Pan-STARRS Astronomers Issue Largest Astronomical Data Release Ever

Jan 30, 2019 by News Staff

A team of astronomers from the Space Telescope Science Institute and the Institute for Astronomy at the University of Hawaii has released data from the Panoramic Survey Telescope & Rapid Response System (Pan-STARRS), the world’s largest digital sky survey. This second data release contains over 1.6 petabytes of data (a petabyte is one million gigabytes), making it the largest volume of astronomical information ever released. The amount of imaging data is equivalent to two billion selfies, or 30,000 times the total text content of Wikipedia. The data reside in the Mikulski Archive for Space Telescopes (MAST) and are 15 times the volume of the Library of Congress.

This image is a mosaic of photographs taken by the Pan-STARRS Observatory. The center of the circle is the north celestial pole, and the outer edge is a sky declination of minus 30 degrees -- the southern horizon as seen in Hawai’i. The bright band extending from top to bottom is our Milky Way Galaxy. The center of the galaxy is near the bottom edge of the image where the galaxy is brightest. In total, Pan-STARRS catalogued more than 800 million objects within this image. The image includes both stars and galaxies, although most of what is visible are objects in the Milky Way. In the plane of the Milky Way, dark filaments and clouds show cosmic dust, which absorbs blue light and makes the objects appear much redder. The Pan-STARRS data have been used to produce the best map of our Galaxy’s dust by analyzing the colors and brightnesses of these stars. Image credit: R. White, STScI / PS1 Science Consortium, Brooks Bays.

This image is a mosaic of photographs taken by the Pan-STARRS Observatory. The center of the circle is the north celestial pole, and the outer edge is a sky declination of minus 30 degrees — the southern horizon as seen in Hawai’i. The bright band extending from top to bottom is our Milky Way Galaxy. The center of the galaxy is near the bottom edge of the image where the galaxy is brightest. In total, Pan-STARRS catalogued more than 800 million objects within this image. The image includes both stars and galaxies, although most of what is visible are objects in the Milky Way. In the plane of the Milky Way, dark filaments and clouds show cosmic dust, which absorbs blue light and makes the objects appear much redder. The Pan-STARRS data have been used to produce the best map of our Galaxy’s dust by analyzing the colors and brightnesses of these stars. Image credit: R. White, STScI / PS1 Science Consortium, Brooks Bays.

The Pan-STARRS Observatory is located at the summit of Haleakalā, on Maui, Hawai’i.

It embarked on a digital survey of the sky in visible and near-infrared light in May 2010.

Pan-STARRS was the first survey to observe the entire sky visible from Hawai’i multiple times in many colors of light.

One of its goals was to identify moving, transient, and variable objects, including asteroids that could potentially threaten the Earth.

The survey took approximately four years to complete, scanning the sky 12 times in five filters.

The second data release, Pan-STARRS DR2, provides, for the first time, access to all of the individual exposures at each epoch of time.

This will allow astronomers and public users of the archive to search the full survey for high-energy explosive events in the cosmos, discover moving objects in our own Solar System, and explore the time domain of the Universe.
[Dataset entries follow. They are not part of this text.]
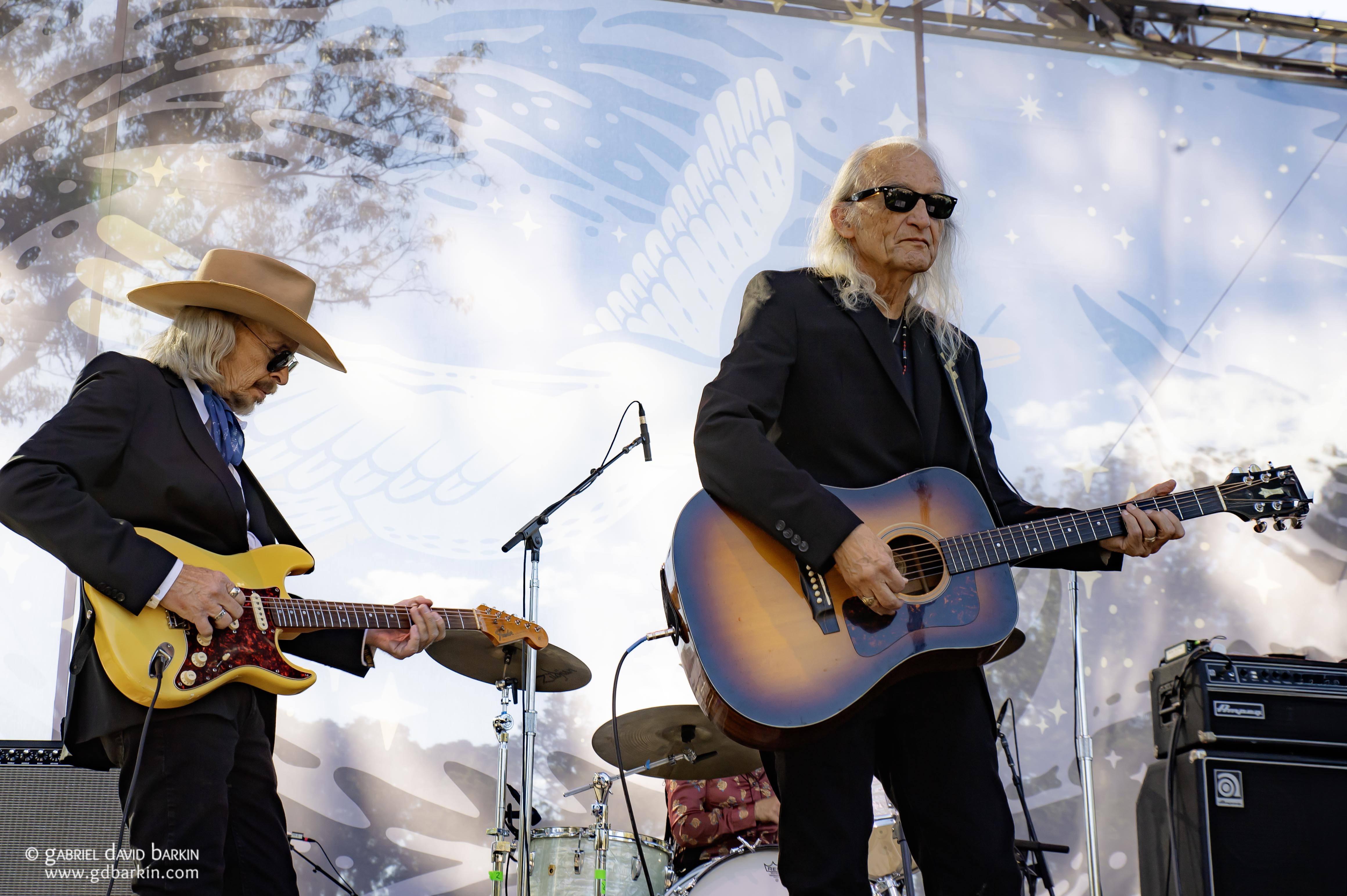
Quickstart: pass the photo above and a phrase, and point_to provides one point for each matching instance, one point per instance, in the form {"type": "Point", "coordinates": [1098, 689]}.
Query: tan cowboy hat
{"type": "Point", "coordinates": [247, 284]}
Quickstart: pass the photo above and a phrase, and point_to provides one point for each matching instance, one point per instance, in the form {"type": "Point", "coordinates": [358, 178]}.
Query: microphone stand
{"type": "Point", "coordinates": [531, 535]}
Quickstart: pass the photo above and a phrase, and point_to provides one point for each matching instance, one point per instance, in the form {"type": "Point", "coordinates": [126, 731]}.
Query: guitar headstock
{"type": "Point", "coordinates": [504, 629]}
{"type": "Point", "coordinates": [1263, 494]}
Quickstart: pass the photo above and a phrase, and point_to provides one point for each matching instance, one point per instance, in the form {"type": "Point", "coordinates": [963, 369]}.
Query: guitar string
{"type": "Point", "coordinates": [1036, 528]}
{"type": "Point", "coordinates": [982, 543]}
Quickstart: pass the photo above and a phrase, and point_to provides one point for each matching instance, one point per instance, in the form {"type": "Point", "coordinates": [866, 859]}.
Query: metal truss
{"type": "Point", "coordinates": [1187, 35]}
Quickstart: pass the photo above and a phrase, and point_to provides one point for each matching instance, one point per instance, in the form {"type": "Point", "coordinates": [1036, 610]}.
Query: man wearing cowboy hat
{"type": "Point", "coordinates": [157, 443]}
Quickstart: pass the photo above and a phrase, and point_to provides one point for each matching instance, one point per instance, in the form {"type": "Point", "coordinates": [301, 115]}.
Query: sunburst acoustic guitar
{"type": "Point", "coordinates": [250, 649]}
{"type": "Point", "coordinates": [778, 653]}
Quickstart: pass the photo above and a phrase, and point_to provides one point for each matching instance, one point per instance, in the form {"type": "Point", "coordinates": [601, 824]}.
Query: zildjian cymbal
{"type": "Point", "coordinates": [665, 731]}
{"type": "Point", "coordinates": [471, 653]}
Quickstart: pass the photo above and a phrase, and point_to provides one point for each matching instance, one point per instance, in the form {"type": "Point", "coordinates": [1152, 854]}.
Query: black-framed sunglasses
{"type": "Point", "coordinates": [283, 358]}
{"type": "Point", "coordinates": [939, 206]}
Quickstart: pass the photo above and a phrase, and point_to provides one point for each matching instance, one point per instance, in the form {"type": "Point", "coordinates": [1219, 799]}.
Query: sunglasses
{"type": "Point", "coordinates": [285, 358]}
{"type": "Point", "coordinates": [939, 206]}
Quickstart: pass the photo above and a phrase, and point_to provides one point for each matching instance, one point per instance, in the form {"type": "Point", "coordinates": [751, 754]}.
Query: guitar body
{"type": "Point", "coordinates": [244, 653]}
{"type": "Point", "coordinates": [760, 664]}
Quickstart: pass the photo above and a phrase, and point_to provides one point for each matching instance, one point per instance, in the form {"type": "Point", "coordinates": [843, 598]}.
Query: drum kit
{"type": "Point", "coordinates": [662, 742]}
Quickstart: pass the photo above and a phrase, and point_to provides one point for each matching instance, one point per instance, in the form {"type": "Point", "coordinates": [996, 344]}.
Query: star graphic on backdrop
{"type": "Point", "coordinates": [390, 711]}
{"type": "Point", "coordinates": [1087, 469]}
{"type": "Point", "coordinates": [896, 122]}
{"type": "Point", "coordinates": [158, 170]}
{"type": "Point", "coordinates": [527, 225]}
{"type": "Point", "coordinates": [11, 560]}
{"type": "Point", "coordinates": [1263, 583]}
{"type": "Point", "coordinates": [1090, 579]}
{"type": "Point", "coordinates": [867, 26]}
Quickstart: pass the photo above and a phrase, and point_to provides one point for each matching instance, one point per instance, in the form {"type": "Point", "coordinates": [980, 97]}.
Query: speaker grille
{"type": "Point", "coordinates": [57, 808]}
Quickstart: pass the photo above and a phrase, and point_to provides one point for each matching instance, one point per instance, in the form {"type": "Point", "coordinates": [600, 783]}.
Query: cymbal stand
{"type": "Point", "coordinates": [531, 536]}
{"type": "Point", "coordinates": [601, 786]}
{"type": "Point", "coordinates": [1085, 745]}
{"type": "Point", "coordinates": [503, 723]}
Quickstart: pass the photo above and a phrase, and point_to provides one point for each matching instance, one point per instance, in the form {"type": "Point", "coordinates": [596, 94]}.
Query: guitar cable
{"type": "Point", "coordinates": [617, 746]}
{"type": "Point", "coordinates": [157, 672]}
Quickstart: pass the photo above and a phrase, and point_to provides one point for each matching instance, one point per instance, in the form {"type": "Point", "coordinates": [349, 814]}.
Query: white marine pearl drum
{"type": "Point", "coordinates": [563, 863]}
{"type": "Point", "coordinates": [743, 874]}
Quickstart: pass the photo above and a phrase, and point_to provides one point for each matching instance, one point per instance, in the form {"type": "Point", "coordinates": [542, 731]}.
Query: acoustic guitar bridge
{"type": "Point", "coordinates": [815, 588]}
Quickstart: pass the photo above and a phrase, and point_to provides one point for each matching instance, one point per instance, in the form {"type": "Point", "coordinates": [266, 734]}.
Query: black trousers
{"type": "Point", "coordinates": [207, 785]}
{"type": "Point", "coordinates": [930, 740]}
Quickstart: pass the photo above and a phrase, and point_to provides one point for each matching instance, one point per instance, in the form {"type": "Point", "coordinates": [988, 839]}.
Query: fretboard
{"type": "Point", "coordinates": [1008, 544]}
{"type": "Point", "coordinates": [331, 614]}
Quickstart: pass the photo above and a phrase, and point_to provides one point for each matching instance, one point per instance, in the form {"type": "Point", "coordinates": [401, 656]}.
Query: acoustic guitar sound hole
{"type": "Point", "coordinates": [919, 561]}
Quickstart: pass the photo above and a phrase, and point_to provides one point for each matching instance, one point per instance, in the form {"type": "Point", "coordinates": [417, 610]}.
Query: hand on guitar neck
{"type": "Point", "coordinates": [867, 563]}
{"type": "Point", "coordinates": [1148, 531]}
{"type": "Point", "coordinates": [203, 598]}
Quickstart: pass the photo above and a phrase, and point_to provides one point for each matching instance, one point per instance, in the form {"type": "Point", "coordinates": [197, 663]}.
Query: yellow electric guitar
{"type": "Point", "coordinates": [250, 649]}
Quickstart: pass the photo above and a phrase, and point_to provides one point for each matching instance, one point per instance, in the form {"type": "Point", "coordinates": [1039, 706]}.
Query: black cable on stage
{"type": "Point", "coordinates": [617, 747]}
{"type": "Point", "coordinates": [157, 671]}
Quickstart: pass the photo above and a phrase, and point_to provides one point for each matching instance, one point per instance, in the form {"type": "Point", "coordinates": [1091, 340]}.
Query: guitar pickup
{"type": "Point", "coordinates": [815, 588]}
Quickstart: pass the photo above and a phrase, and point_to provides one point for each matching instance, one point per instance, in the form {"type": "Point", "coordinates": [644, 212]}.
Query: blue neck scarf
{"type": "Point", "coordinates": [224, 427]}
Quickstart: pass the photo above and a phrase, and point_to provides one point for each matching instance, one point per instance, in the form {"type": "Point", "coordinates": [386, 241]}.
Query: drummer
{"type": "Point", "coordinates": [708, 817]}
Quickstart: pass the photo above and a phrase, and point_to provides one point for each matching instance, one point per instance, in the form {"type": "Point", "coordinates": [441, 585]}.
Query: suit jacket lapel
{"type": "Point", "coordinates": [201, 443]}
{"type": "Point", "coordinates": [875, 328]}
{"type": "Point", "coordinates": [930, 387]}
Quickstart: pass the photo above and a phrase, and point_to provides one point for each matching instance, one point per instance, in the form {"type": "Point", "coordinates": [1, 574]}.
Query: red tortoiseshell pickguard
{"type": "Point", "coordinates": [235, 649]}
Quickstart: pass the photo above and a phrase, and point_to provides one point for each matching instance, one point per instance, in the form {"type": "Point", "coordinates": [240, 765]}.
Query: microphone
{"type": "Point", "coordinates": [646, 432]}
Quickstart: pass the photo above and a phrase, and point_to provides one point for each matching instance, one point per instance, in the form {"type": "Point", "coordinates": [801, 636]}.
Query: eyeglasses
{"type": "Point", "coordinates": [939, 206]}
{"type": "Point", "coordinates": [283, 358]}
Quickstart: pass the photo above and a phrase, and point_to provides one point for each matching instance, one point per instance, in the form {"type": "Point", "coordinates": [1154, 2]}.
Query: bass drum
{"type": "Point", "coordinates": [748, 874]}
{"type": "Point", "coordinates": [563, 863]}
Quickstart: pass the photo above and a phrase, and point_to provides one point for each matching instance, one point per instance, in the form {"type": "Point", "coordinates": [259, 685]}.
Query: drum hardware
{"type": "Point", "coordinates": [531, 536]}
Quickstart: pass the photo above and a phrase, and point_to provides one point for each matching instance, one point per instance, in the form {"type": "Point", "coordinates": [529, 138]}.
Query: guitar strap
{"type": "Point", "coordinates": [953, 377]}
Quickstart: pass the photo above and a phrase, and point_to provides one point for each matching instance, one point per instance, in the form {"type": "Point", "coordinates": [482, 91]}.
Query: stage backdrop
{"type": "Point", "coordinates": [523, 217]}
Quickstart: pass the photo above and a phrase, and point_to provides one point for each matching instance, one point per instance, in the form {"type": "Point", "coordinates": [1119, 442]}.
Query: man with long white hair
{"type": "Point", "coordinates": [836, 377]}
{"type": "Point", "coordinates": [155, 442]}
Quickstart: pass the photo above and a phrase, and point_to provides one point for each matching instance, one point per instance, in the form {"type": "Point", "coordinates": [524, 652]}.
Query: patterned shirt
{"type": "Point", "coordinates": [710, 816]}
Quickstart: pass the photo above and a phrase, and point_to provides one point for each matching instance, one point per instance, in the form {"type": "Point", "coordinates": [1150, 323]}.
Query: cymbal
{"type": "Point", "coordinates": [471, 653]}
{"type": "Point", "coordinates": [660, 731]}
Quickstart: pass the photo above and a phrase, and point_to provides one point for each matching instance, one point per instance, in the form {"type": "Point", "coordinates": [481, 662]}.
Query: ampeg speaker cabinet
{"type": "Point", "coordinates": [1249, 825]}
{"type": "Point", "coordinates": [57, 824]}
{"type": "Point", "coordinates": [1269, 704]}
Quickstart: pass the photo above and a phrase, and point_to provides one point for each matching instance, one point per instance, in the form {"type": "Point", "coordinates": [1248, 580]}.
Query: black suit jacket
{"type": "Point", "coordinates": [130, 450]}
{"type": "Point", "coordinates": [809, 395]}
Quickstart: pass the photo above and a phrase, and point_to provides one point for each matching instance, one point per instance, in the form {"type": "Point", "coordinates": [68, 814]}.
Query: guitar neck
{"type": "Point", "coordinates": [332, 614]}
{"type": "Point", "coordinates": [1009, 544]}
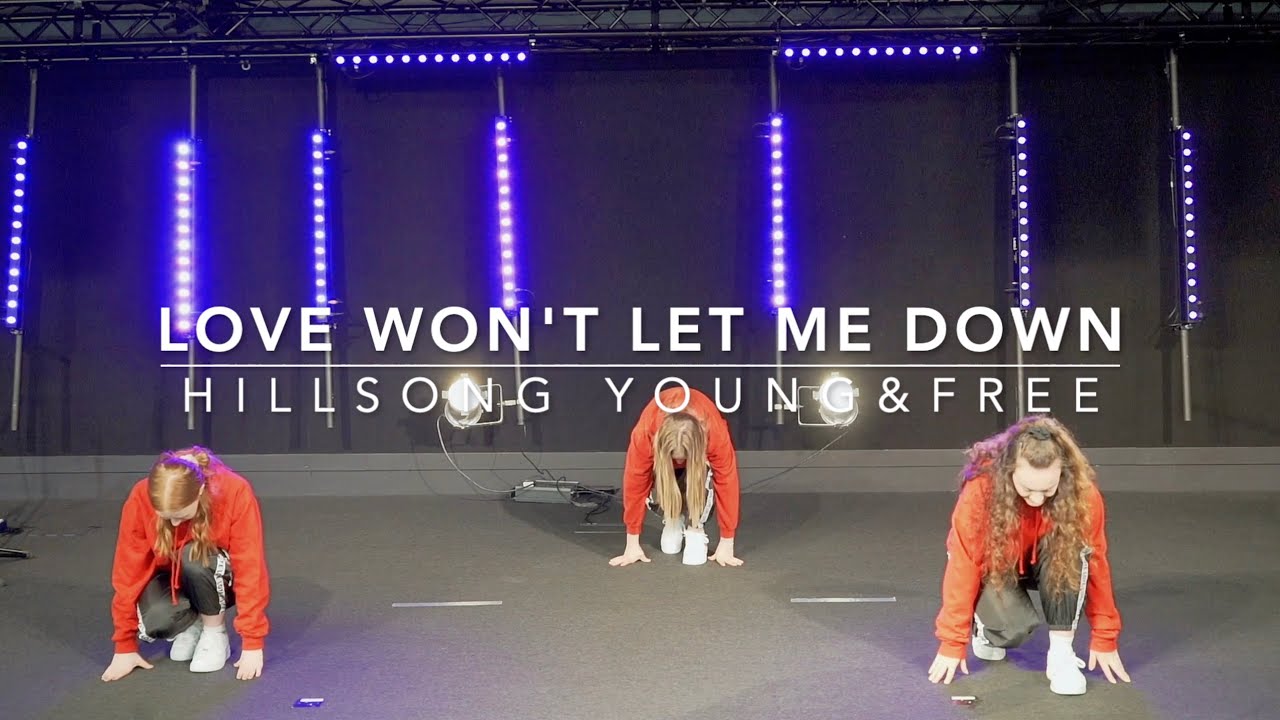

“Pan-STARRS DR2 represents a vast quantity of astronomical data, with many great discoveries already unveiled,” said Dr. Heather Flewelling, a researcher at the Institute for Astronomy in Hawai’i.

“These discoveries just barely scratch the surface of what is possible, however, and the astronomy community will now be able to dig deep, mine the data, and find the astronomical treasures within that we have not even begun to imagine.”

“We put the Universe in a box and everyone can take a peek,” added database engineer Conrad Holmberg.

The four years of the Pan-STARRS data comprise 3 billion separate sources, including stars, galaxies, and various other objects.

“The Pan-STARRS1 Survey allows anyone access to millions of images and catalogs containing precision measurements of billions of stars, galaxies, and moving objects,” said Dr. Ken Chambers, Director of the Pan-STARRS Observatories.

“While searching for Near Earth Objects, Pan-STARRS has made many discoveries from ‘Oumuamua passing through our Solar System to lonely planets between the stars.”

“It has mapped the dust in three dimensions in our Galaxy and found new streams of stars.”

“And it has found new kinds of exploding stars and distant quasars in the early Universe.”

“We hope people will discover all kinds of things we missed in this incredibly large and rich dataset.”